I get a DataFrame contians Tuple(String, org.apache.spark.ml.regression.LinearRegressionModel)
:
val result = rows.map(row => {
val userid = row.getString(0)
val frame = filterByUserId(userid ,dataFrame)
(userid, lr.fit(frame, "topicDistribution", "s"))
}).toDF()
When I use foreach
function, I get this error.
result.foreach(row => {
val model = row.getAs[LinearRegressionModel](1)
val userid = row.getString(0)
model.save(SocialTextTest.userModelPath + userid)
})
Exception in thread "main" java.lang.UnsupportedOperationException:
No Encoder found for org.apache.spark.ml.regression.LinearRegressionModel
- field (class: "org.apache.spark.ml.regression.LinearRegressionModel", name: "_2")
- root class: "scala.Tuple2"
Should I write a Encoder by myself?
The issue is for a reason.
The code simply does not make much sense once you get the gist of what Dataset data abstraction really is and the purpose of Encoders.

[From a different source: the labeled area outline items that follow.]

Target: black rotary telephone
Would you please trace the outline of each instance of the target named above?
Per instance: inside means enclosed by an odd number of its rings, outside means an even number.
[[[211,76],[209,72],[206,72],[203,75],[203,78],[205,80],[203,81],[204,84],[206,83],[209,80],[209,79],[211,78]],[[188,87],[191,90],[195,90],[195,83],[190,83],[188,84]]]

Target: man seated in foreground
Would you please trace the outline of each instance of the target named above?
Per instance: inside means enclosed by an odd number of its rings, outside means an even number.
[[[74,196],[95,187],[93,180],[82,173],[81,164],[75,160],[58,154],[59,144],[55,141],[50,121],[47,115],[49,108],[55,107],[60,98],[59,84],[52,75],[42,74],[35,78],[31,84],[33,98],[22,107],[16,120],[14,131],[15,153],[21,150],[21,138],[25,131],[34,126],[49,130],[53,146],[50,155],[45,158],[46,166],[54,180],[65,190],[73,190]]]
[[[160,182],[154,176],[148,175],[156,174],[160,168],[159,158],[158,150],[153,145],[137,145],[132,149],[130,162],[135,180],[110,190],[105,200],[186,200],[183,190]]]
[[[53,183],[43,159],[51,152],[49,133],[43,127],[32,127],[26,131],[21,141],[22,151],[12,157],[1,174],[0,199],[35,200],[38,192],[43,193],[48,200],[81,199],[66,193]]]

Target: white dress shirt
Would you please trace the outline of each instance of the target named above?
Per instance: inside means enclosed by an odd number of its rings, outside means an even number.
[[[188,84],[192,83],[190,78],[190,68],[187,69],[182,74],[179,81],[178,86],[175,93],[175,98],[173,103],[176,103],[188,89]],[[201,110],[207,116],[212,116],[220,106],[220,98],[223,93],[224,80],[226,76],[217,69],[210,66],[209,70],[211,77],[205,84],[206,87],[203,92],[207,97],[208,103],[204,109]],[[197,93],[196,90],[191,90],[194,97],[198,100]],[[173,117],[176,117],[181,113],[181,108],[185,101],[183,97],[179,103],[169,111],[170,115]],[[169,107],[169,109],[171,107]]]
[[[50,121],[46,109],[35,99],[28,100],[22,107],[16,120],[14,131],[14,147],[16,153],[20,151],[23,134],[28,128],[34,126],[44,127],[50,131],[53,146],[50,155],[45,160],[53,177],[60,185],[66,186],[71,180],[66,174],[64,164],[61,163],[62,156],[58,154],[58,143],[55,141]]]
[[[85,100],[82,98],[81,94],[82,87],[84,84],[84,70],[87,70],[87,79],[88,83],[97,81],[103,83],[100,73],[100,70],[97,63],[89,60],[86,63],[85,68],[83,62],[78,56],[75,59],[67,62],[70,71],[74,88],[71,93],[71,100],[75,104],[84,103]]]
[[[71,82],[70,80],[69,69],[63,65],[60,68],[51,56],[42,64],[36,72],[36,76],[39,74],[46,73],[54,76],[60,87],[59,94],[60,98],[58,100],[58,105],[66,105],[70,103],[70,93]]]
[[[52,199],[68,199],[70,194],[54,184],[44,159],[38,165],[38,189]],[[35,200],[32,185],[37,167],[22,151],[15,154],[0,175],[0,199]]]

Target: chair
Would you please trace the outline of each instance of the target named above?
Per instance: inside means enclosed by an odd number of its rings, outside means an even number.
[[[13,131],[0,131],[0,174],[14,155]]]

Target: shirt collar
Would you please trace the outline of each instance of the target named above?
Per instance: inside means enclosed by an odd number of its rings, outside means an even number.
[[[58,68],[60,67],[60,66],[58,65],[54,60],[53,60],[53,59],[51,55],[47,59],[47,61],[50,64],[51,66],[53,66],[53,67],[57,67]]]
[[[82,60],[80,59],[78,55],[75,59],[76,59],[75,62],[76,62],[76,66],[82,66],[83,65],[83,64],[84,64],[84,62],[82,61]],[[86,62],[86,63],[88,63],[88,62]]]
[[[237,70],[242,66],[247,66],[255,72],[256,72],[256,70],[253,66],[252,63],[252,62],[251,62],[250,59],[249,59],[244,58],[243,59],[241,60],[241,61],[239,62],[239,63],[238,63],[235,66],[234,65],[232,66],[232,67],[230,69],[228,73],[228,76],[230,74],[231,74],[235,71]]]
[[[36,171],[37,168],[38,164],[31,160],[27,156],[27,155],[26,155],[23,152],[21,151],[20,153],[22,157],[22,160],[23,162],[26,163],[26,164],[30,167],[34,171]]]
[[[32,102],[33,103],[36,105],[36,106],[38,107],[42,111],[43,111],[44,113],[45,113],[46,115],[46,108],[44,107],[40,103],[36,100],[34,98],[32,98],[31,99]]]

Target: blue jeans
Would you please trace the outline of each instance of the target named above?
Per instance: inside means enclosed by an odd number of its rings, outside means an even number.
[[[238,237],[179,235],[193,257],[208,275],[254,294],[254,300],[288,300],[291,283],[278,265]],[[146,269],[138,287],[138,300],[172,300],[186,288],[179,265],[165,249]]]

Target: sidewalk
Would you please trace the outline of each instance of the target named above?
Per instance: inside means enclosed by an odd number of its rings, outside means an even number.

In essence, prepare your dataset first (as a collection of transformations on Dataset) and only when the dataset is ready train a model (aka fit a model). The model will then be outside the realm of Dataset and you won't see the exception.
The reason the exception happens when you call
foreach
is that that's when you trigger a computation and Spark tries to execute the code.Oh, no. Rewrite the code following the guide at Machine Learning Library (MLlib) Guide and reviewing some examples to learn how to use the API.